Études bibliques et « théologie des années soixante »

Présentation de l'article proposée par la revue Contacts avec assistance LLM
Cet article examine la place des études bibliques au sein du mouvement de renouveau théologique orthodoxe grec des années 1960. Adoptant une approche historique et critique, l'auteur analyse la manière dont ce courant, malgré son influence considérable sur la théologie orthodoxe hellénique et au-delà, a entretenu un rapport ambigu avec l'exégèse scientifique. L'idée centrale est que la « théologie des années soixante » a négligé le développement d'une recherche biblique rigoureuse, accusant un retard significatif par rapport aux avancées méthodologiques contemporaines. L'apport de l'article réside dans l'identification de cette lacune structurelle comme limite inhérente au mouvement, contribuant ainsi à une évaluation nuancée et documentée de son héritage. L'étude offre des éléments utiles pour comprendre les dynamiques internes de la théologie orthodoxe moderne et ses zones d'ombre disciplinaires.

Grâce à une analyse sociologique de l'époque des années soixante, un certain nombre de facteurs peuvent être identifiés comme les causes sous-jacentes de l'évolution particulière qu'a connue la pensée théologique grecque durant cette période.

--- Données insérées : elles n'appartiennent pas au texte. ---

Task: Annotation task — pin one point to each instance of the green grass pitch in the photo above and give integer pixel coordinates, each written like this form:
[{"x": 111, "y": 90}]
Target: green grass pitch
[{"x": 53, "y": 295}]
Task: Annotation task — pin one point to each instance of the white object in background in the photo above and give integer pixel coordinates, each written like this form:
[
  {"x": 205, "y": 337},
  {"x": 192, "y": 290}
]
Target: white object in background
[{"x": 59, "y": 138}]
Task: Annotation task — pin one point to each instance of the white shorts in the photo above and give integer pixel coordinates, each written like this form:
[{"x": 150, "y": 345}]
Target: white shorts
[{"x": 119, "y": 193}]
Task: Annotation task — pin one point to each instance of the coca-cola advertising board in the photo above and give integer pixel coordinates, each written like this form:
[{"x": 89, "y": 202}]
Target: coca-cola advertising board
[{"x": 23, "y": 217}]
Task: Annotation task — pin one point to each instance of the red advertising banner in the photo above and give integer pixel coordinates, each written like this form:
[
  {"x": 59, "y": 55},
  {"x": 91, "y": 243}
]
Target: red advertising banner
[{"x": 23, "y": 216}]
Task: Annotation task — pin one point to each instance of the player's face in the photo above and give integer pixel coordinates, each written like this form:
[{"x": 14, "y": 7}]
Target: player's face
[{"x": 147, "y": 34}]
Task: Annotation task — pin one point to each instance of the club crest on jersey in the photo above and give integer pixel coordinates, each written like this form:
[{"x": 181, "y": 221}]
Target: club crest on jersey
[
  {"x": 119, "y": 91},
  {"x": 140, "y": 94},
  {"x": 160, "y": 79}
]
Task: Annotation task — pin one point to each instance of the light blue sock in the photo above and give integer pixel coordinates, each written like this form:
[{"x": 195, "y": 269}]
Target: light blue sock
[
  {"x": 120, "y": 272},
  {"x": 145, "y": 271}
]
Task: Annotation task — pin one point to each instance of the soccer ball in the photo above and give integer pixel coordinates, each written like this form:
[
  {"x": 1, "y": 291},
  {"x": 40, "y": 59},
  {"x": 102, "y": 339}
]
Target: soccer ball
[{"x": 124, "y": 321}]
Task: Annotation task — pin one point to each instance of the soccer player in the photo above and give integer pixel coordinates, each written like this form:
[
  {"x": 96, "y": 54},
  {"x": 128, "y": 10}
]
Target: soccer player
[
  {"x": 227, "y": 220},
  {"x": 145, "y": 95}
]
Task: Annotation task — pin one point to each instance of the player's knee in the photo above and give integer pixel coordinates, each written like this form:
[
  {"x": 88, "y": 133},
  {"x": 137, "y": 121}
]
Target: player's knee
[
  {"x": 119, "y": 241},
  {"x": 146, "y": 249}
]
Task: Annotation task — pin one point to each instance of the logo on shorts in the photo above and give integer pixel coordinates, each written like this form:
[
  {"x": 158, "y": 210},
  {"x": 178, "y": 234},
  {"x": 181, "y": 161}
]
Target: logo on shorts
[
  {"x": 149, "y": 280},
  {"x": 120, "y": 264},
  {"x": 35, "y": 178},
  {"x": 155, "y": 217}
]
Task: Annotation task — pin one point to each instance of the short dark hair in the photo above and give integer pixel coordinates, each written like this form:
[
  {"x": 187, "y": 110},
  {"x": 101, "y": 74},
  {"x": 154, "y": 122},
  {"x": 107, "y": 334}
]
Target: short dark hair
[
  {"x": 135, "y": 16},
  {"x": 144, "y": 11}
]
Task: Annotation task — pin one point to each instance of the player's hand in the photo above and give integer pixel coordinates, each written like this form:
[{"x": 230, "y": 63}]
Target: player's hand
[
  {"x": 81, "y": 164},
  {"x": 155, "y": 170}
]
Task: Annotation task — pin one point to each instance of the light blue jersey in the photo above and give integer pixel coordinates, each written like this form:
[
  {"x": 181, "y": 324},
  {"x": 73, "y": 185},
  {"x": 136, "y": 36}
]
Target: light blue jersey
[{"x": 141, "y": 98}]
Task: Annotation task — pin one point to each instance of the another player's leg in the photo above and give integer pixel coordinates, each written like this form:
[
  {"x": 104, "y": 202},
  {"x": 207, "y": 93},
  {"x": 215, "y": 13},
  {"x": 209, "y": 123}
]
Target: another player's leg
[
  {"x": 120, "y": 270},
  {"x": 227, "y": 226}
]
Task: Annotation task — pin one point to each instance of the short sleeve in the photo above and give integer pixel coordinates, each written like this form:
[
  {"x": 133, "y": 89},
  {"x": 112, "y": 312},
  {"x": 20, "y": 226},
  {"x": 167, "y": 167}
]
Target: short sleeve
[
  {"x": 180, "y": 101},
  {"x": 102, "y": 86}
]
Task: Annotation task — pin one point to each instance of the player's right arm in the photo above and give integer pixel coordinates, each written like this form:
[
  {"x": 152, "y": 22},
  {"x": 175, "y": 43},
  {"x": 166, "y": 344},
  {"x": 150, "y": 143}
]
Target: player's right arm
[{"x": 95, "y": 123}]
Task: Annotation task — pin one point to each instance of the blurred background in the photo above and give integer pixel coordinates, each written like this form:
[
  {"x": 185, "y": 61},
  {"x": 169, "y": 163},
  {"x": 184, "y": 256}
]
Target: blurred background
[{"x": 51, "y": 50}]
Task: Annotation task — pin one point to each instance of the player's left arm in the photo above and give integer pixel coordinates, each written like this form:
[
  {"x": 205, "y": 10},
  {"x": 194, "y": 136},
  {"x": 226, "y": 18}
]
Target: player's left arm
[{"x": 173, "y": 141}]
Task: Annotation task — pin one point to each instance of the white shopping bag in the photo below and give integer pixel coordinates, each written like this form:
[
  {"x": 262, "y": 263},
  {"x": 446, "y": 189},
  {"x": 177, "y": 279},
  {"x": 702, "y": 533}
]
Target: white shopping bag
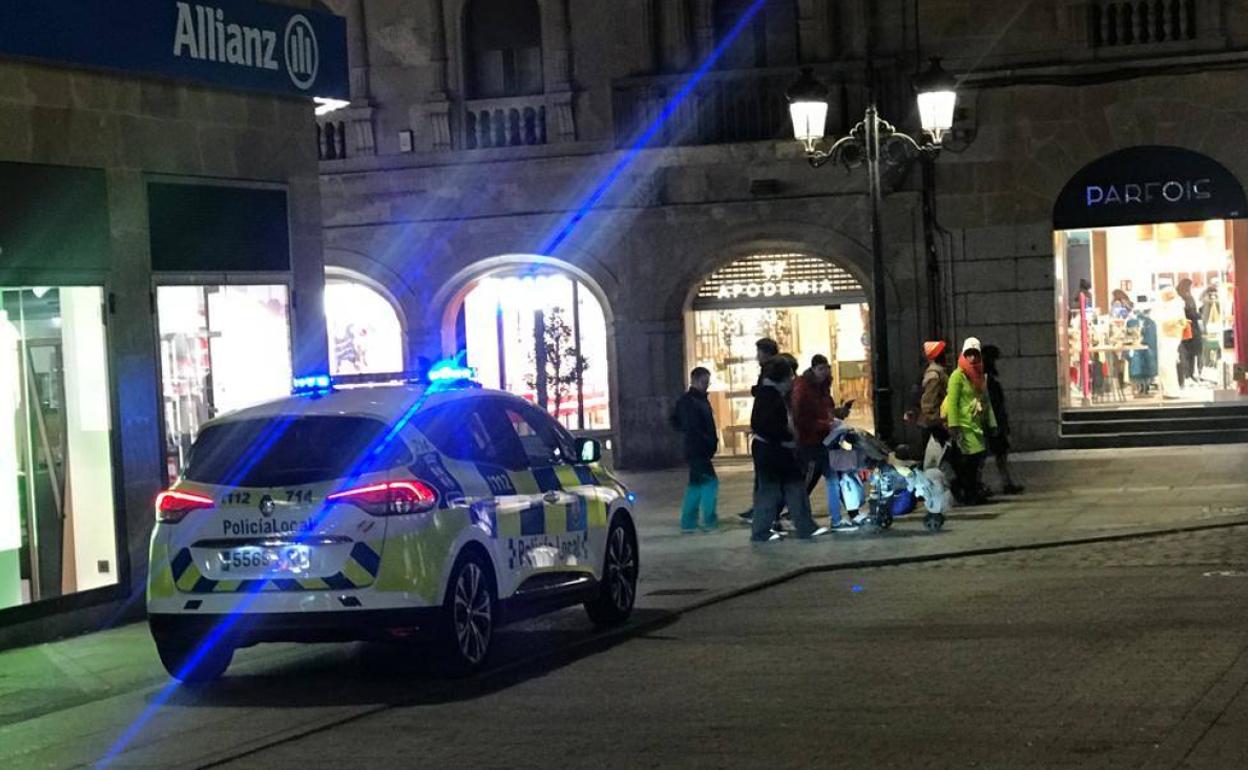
[{"x": 937, "y": 491}]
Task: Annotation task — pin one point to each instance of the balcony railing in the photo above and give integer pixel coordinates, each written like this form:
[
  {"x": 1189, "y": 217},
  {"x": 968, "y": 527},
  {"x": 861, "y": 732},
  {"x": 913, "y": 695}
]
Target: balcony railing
[
  {"x": 730, "y": 106},
  {"x": 504, "y": 122},
  {"x": 1122, "y": 24}
]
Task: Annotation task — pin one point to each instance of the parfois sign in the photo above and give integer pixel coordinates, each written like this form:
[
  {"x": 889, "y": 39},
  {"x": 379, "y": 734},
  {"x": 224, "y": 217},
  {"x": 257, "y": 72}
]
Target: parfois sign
[
  {"x": 1146, "y": 186},
  {"x": 234, "y": 44}
]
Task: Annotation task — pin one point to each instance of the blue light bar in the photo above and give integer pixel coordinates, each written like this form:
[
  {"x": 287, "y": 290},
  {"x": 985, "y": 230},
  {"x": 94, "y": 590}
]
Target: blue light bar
[
  {"x": 448, "y": 371},
  {"x": 312, "y": 383}
]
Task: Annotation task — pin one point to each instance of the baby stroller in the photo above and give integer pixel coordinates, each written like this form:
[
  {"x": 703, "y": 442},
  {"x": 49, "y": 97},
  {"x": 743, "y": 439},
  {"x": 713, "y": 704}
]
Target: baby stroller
[{"x": 895, "y": 487}]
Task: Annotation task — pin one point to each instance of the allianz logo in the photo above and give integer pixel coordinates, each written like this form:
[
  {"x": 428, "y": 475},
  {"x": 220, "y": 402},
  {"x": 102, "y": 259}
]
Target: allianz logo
[{"x": 202, "y": 33}]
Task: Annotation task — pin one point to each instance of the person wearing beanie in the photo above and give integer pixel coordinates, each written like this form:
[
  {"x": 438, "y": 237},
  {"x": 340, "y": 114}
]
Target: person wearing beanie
[
  {"x": 934, "y": 386},
  {"x": 969, "y": 414},
  {"x": 779, "y": 474},
  {"x": 813, "y": 413}
]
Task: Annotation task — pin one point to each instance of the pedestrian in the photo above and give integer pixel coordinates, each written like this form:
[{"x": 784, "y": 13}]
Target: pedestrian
[
  {"x": 764, "y": 351},
  {"x": 813, "y": 414},
  {"x": 932, "y": 389},
  {"x": 776, "y": 469},
  {"x": 695, "y": 419},
  {"x": 969, "y": 414},
  {"x": 1193, "y": 336},
  {"x": 999, "y": 439}
]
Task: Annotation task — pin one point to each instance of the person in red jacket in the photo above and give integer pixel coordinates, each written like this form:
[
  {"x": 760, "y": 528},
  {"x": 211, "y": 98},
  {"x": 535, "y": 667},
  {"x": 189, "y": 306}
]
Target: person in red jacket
[{"x": 813, "y": 413}]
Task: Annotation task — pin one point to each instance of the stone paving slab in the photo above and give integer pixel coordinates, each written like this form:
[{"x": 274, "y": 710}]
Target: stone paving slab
[{"x": 1070, "y": 496}]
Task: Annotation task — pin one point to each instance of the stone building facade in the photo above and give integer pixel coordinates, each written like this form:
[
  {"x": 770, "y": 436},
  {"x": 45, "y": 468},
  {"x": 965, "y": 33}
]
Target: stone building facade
[
  {"x": 95, "y": 170},
  {"x": 466, "y": 151}
]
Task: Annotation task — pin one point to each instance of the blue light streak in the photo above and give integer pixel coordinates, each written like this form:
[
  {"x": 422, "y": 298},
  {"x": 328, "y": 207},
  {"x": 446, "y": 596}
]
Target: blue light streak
[{"x": 569, "y": 224}]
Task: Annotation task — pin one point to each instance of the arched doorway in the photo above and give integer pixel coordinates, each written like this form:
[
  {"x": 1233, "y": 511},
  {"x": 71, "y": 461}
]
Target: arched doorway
[
  {"x": 365, "y": 327},
  {"x": 1148, "y": 243},
  {"x": 804, "y": 302},
  {"x": 539, "y": 332}
]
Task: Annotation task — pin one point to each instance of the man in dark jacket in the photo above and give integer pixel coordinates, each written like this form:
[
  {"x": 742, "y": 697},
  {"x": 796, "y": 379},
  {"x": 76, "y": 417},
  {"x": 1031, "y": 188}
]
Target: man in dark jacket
[
  {"x": 776, "y": 469},
  {"x": 694, "y": 418}
]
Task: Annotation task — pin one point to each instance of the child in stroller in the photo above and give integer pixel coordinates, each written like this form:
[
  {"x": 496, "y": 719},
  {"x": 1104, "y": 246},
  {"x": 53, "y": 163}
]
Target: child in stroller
[{"x": 895, "y": 487}]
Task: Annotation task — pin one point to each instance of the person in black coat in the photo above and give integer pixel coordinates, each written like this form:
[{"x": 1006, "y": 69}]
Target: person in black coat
[
  {"x": 776, "y": 468},
  {"x": 999, "y": 441},
  {"x": 695, "y": 419}
]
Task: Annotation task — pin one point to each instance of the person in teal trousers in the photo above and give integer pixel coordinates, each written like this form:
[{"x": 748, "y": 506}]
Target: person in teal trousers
[
  {"x": 695, "y": 419},
  {"x": 969, "y": 412}
]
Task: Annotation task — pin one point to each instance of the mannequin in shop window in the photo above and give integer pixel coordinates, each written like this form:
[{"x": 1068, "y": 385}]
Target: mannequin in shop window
[
  {"x": 1212, "y": 322},
  {"x": 1171, "y": 321},
  {"x": 1142, "y": 330},
  {"x": 1193, "y": 336}
]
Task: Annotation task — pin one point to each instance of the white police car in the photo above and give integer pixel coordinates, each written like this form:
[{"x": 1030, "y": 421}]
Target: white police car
[{"x": 383, "y": 513}]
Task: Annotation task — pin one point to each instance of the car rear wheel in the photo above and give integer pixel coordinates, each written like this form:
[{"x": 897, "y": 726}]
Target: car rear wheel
[
  {"x": 617, "y": 592},
  {"x": 192, "y": 659},
  {"x": 469, "y": 614}
]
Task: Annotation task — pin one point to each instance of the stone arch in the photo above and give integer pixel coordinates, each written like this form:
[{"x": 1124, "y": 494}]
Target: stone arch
[
  {"x": 347, "y": 275},
  {"x": 451, "y": 297}
]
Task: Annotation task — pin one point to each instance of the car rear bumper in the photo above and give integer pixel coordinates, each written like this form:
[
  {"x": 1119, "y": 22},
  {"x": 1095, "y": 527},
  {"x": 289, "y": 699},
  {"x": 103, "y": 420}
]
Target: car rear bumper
[{"x": 251, "y": 628}]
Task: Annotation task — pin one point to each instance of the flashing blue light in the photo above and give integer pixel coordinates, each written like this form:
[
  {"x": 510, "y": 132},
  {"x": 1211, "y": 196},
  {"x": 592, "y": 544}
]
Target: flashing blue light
[
  {"x": 312, "y": 383},
  {"x": 449, "y": 372}
]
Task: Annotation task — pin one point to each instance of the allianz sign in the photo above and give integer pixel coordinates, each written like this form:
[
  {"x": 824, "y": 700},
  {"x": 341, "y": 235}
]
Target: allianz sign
[{"x": 205, "y": 34}]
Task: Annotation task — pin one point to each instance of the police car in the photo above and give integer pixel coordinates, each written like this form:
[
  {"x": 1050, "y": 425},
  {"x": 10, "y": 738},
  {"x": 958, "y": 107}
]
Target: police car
[{"x": 388, "y": 512}]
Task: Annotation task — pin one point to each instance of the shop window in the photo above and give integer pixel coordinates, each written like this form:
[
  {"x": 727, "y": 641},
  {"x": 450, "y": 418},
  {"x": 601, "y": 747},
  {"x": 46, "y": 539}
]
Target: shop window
[
  {"x": 222, "y": 348},
  {"x": 544, "y": 338},
  {"x": 503, "y": 48},
  {"x": 365, "y": 331},
  {"x": 58, "y": 526},
  {"x": 808, "y": 305},
  {"x": 1150, "y": 312}
]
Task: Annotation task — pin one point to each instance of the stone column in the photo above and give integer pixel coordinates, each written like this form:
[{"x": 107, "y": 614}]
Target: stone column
[
  {"x": 555, "y": 43},
  {"x": 814, "y": 36},
  {"x": 649, "y": 34},
  {"x": 438, "y": 102},
  {"x": 555, "y": 35},
  {"x": 704, "y": 28},
  {"x": 674, "y": 35}
]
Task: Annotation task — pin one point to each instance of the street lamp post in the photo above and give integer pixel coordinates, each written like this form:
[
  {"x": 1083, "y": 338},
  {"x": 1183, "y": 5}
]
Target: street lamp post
[{"x": 864, "y": 144}]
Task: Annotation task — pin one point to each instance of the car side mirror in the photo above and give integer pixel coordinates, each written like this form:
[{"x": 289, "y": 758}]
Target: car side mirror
[{"x": 588, "y": 451}]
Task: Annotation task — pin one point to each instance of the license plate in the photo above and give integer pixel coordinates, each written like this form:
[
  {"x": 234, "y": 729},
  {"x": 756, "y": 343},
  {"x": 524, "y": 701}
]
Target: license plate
[{"x": 273, "y": 560}]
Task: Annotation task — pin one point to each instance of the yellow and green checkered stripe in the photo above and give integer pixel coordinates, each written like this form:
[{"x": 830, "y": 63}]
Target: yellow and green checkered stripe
[{"x": 360, "y": 570}]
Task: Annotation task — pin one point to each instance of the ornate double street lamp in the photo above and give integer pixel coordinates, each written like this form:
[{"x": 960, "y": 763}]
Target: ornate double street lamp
[{"x": 872, "y": 141}]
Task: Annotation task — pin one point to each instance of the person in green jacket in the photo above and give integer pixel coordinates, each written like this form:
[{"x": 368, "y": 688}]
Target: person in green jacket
[{"x": 969, "y": 413}]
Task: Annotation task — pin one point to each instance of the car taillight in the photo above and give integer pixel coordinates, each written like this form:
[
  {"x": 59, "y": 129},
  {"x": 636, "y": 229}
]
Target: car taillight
[
  {"x": 388, "y": 498},
  {"x": 172, "y": 506}
]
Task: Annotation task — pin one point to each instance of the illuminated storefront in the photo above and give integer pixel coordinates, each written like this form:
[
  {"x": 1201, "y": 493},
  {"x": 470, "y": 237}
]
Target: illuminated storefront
[
  {"x": 808, "y": 305},
  {"x": 542, "y": 335},
  {"x": 365, "y": 332},
  {"x": 1151, "y": 251},
  {"x": 160, "y": 268}
]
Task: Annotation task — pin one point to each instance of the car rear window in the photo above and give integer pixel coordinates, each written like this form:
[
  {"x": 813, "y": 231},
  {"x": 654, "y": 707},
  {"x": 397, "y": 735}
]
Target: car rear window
[{"x": 288, "y": 451}]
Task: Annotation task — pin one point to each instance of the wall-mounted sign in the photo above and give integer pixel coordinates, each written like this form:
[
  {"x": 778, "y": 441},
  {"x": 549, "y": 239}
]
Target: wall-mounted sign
[
  {"x": 778, "y": 280},
  {"x": 1148, "y": 185},
  {"x": 234, "y": 44}
]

Deux de ces facteurs en particulier permettent de comprendre vers quoi tendait cette évolution et vers quoi elle continue de tendre, dans une certaine mesure, encore aujourd'hui.

D'une part, les nouveaux théologiens de cette époque ont choisi d'autres pays pour y poursuivre leurs études de troisième cycle. D'autre part, la fraternité théologique grecque Zoï (« la Vie ») avait commencé son processus de dislocation.